The parametric equations of a curve are $x=\frac{1}{2}\left(\mathrm{e}^{3 t}+2 \mathrm{e}^{-3 t}\right)$ and $y=\frac{1}{2}\left(\mathrm{e}^{3 t}-2 \mathrm{e}^{-3 t}\right)$.

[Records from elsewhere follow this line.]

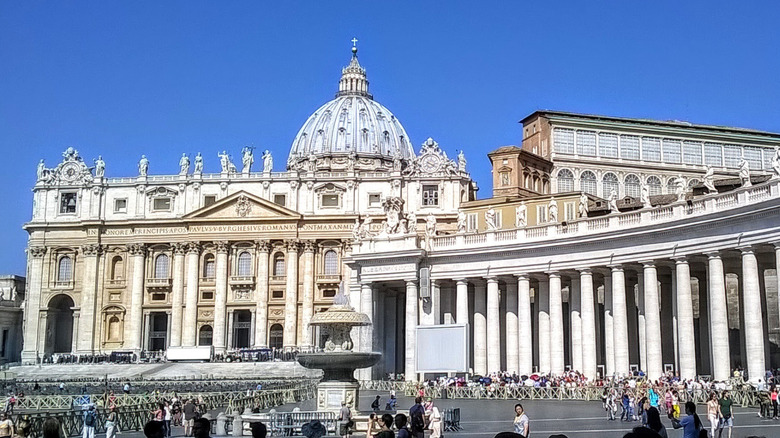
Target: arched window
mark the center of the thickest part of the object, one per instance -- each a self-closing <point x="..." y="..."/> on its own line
<point x="279" y="264"/>
<point x="65" y="269"/>
<point x="205" y="335"/>
<point x="161" y="264"/>
<point x="331" y="262"/>
<point x="565" y="181"/>
<point x="654" y="185"/>
<point x="588" y="182"/>
<point x="209" y="268"/>
<point x="244" y="264"/>
<point x="113" y="329"/>
<point x="610" y="183"/>
<point x="633" y="185"/>
<point x="117" y="268"/>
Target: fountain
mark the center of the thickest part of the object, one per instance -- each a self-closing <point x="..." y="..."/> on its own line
<point x="338" y="362"/>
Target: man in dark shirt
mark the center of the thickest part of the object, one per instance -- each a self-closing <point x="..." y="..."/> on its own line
<point x="190" y="412"/>
<point x="417" y="418"/>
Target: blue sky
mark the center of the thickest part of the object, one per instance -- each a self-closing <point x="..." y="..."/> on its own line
<point x="123" y="79"/>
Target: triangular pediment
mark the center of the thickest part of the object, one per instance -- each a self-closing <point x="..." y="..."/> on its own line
<point x="243" y="205"/>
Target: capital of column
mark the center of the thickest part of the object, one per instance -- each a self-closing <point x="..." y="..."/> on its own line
<point x="291" y="245"/>
<point x="179" y="248"/>
<point x="263" y="246"/>
<point x="136" y="249"/>
<point x="91" y="250"/>
<point x="193" y="248"/>
<point x="36" y="251"/>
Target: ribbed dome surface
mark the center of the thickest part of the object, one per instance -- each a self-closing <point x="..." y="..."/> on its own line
<point x="352" y="123"/>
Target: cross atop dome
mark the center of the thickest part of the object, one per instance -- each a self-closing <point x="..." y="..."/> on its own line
<point x="353" y="77"/>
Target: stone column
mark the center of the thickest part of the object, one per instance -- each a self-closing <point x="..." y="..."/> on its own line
<point x="620" y="321"/>
<point x="556" y="324"/>
<point x="291" y="295"/>
<point x="220" y="297"/>
<point x="753" y="315"/>
<point x="493" y="325"/>
<point x="32" y="309"/>
<point x="655" y="367"/>
<point x="718" y="314"/>
<point x="410" y="371"/>
<point x="138" y="254"/>
<point x="588" y="324"/>
<point x="462" y="301"/>
<point x="686" y="344"/>
<point x="308" y="293"/>
<point x="512" y="341"/>
<point x="261" y="295"/>
<point x="524" y="324"/>
<point x="190" y="324"/>
<point x="609" y="326"/>
<point x="480" y="330"/>
<point x="575" y="328"/>
<point x="542" y="301"/>
<point x="86" y="325"/>
<point x="179" y="251"/>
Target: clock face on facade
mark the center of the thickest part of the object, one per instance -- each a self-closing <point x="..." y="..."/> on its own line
<point x="70" y="171"/>
<point x="430" y="163"/>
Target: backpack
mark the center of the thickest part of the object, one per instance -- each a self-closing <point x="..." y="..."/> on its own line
<point x="89" y="420"/>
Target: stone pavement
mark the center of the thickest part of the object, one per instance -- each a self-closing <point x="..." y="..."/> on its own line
<point x="167" y="370"/>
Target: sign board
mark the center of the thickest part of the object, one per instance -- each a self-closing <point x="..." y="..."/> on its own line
<point x="442" y="348"/>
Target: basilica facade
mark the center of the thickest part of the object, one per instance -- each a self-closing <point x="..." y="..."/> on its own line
<point x="608" y="246"/>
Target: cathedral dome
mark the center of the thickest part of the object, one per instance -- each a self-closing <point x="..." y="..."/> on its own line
<point x="351" y="125"/>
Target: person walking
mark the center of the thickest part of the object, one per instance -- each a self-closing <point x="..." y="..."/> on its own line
<point x="111" y="422"/>
<point x="691" y="424"/>
<point x="654" y="422"/>
<point x="90" y="420"/>
<point x="521" y="422"/>
<point x="417" y="418"/>
<point x="724" y="410"/>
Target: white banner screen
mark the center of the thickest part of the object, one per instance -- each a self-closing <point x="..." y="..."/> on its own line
<point x="443" y="348"/>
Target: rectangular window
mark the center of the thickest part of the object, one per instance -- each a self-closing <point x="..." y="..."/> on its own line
<point x="570" y="211"/>
<point x="672" y="151"/>
<point x="753" y="157"/>
<point x="713" y="154"/>
<point x="120" y="205"/>
<point x="330" y="201"/>
<point x="608" y="145"/>
<point x="732" y="155"/>
<point x="430" y="195"/>
<point x="563" y="140"/>
<point x="68" y="203"/>
<point x="161" y="204"/>
<point x="541" y="214"/>
<point x="471" y="222"/>
<point x="586" y="143"/>
<point x="629" y="147"/>
<point x="692" y="152"/>
<point x="651" y="149"/>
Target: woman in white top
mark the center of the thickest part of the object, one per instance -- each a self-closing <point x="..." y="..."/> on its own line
<point x="436" y="421"/>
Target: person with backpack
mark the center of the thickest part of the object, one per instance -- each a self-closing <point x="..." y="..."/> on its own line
<point x="90" y="420"/>
<point x="417" y="418"/>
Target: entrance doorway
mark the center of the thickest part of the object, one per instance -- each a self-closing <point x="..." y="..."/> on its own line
<point x="59" y="325"/>
<point x="158" y="331"/>
<point x="242" y="326"/>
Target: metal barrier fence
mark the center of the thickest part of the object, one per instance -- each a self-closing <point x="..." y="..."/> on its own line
<point x="743" y="395"/>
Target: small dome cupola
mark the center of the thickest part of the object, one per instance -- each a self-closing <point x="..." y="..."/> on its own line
<point x="353" y="77"/>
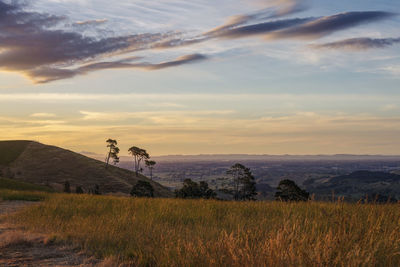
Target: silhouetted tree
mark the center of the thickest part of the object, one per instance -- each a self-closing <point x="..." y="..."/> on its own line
<point x="95" y="190"/>
<point x="288" y="190"/>
<point x="138" y="154"/>
<point x="191" y="189"/>
<point x="142" y="189"/>
<point x="79" y="190"/>
<point x="150" y="165"/>
<point x="113" y="151"/>
<point x="67" y="187"/>
<point x="244" y="185"/>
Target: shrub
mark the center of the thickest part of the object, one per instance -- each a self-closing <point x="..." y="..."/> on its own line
<point x="142" y="189"/>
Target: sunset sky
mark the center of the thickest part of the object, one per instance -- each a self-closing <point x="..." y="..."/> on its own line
<point x="203" y="76"/>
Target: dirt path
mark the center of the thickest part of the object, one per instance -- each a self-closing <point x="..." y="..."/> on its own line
<point x="21" y="248"/>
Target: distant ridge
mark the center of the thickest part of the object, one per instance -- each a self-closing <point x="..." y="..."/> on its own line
<point x="40" y="164"/>
<point x="256" y="157"/>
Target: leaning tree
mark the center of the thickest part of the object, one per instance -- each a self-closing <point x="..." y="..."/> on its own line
<point x="244" y="185"/>
<point x="150" y="165"/>
<point x="139" y="155"/>
<point x="112" y="152"/>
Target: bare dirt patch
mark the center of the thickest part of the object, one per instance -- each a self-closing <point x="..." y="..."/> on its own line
<point x="22" y="248"/>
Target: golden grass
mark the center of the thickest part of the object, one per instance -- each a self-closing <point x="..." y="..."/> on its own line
<point x="169" y="232"/>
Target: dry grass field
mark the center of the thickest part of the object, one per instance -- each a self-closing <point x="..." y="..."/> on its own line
<point x="169" y="232"/>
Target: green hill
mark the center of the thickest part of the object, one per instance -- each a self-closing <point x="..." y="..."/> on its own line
<point x="40" y="164"/>
<point x="12" y="184"/>
<point x="10" y="151"/>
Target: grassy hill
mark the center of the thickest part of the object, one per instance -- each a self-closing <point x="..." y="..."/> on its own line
<point x="11" y="184"/>
<point x="40" y="164"/>
<point x="10" y="151"/>
<point x="173" y="232"/>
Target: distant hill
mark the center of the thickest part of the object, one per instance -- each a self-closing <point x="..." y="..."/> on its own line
<point x="356" y="185"/>
<point x="41" y="164"/>
<point x="12" y="184"/>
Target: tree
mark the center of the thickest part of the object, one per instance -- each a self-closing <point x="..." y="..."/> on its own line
<point x="244" y="185"/>
<point x="150" y="165"/>
<point x="191" y="189"/>
<point x="67" y="187"/>
<point x="138" y="154"/>
<point x="142" y="189"/>
<point x="79" y="190"/>
<point x="288" y="190"/>
<point x="113" y="151"/>
<point x="95" y="190"/>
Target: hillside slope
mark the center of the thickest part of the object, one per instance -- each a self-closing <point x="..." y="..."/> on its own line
<point x="43" y="164"/>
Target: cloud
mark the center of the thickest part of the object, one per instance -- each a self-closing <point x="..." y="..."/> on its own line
<point x="305" y="28"/>
<point x="323" y="26"/>
<point x="42" y="47"/>
<point x="358" y="44"/>
<point x="90" y="22"/>
<point x="48" y="74"/>
<point x="30" y="44"/>
<point x="43" y="115"/>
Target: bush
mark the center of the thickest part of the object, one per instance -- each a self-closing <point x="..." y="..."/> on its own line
<point x="192" y="189"/>
<point x="288" y="190"/>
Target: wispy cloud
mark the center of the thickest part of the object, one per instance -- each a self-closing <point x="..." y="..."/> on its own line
<point x="358" y="44"/>
<point x="43" y="115"/>
<point x="30" y="44"/>
<point x="42" y="47"/>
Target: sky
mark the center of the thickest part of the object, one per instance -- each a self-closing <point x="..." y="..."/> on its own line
<point x="202" y="76"/>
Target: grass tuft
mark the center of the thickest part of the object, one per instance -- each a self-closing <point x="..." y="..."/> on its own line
<point x="171" y="232"/>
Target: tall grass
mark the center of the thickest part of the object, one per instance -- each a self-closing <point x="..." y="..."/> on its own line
<point x="6" y="194"/>
<point x="169" y="232"/>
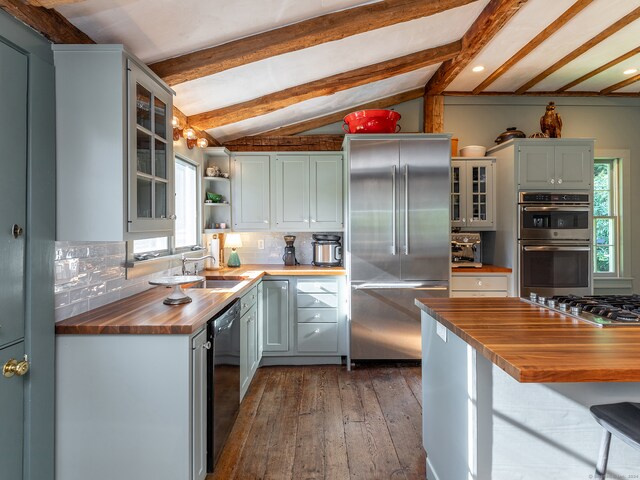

(a) Using calculus, find the gradient of the normal to the curve at the point where $t=\frac{1}{3} \ln 2$.
[3]
(b) By considering $x^2$ and $y^2$ or otherwise, find the cartesian equation of the curve, stating any restriction on the values of $x$.
[3]
(a) $m=-\frac{1}{3} $
(b)$ x^2-y^2=2, x \geq \sqrt{2}$
(a)
$$
\begin{array}{l}
x=\frac{1}{2}\left(e^{3 t}+2 e^{-3 t}\right) \Rightarrow \frac{d x}{d t}=\frac{1}{2}\left(3 e^{3 t}-6 e^{-3 t}\right) \\
y=\frac{1}{2}\left(e^{3 t}-2 e^{-3 t}\right) \Rightarrow \frac{d y}{d t}=\frac{1}{2}\left(3 e^{3 t}+6 e^{-3 t}\right) \\
\frac{d y}{d x}=\frac{3 e^{3 t}+6 e^{-3 t}}{3 e^{3 t}-6 e^{-3 t}} \\
\left.\frac{d y}{d x}\right|_{t=\frac{1}{3} \ln 2}=\frac{3 e^{\ln 2}+6 e^{-\ln 2}}{3 e^{\ln 2}-6 e^{-\ln 2}}=3 \Rightarrow m_{\text {normal }}=-\frac{1}{3}
\end{array}
$$
(b)
$$
\begin{array}{l}
x=\frac{1}{2}\left(e^{3 t}+2 e^{-3 t}\right) \Rightarrow x^2=\frac{1}{4}\left(e^{6 t}+4+4 e^{-6 t}\right) \\
y=\frac{1}{2}\left(e^{3 t}-2 e^{-3 t}\right) \Rightarrow y^2=\frac{1}{4}\left(e^{6 t}-4+4 e^{-6 t}\right) \\
x^2-y^2=2, x \geq \sqrt{2}
\end{array}
$$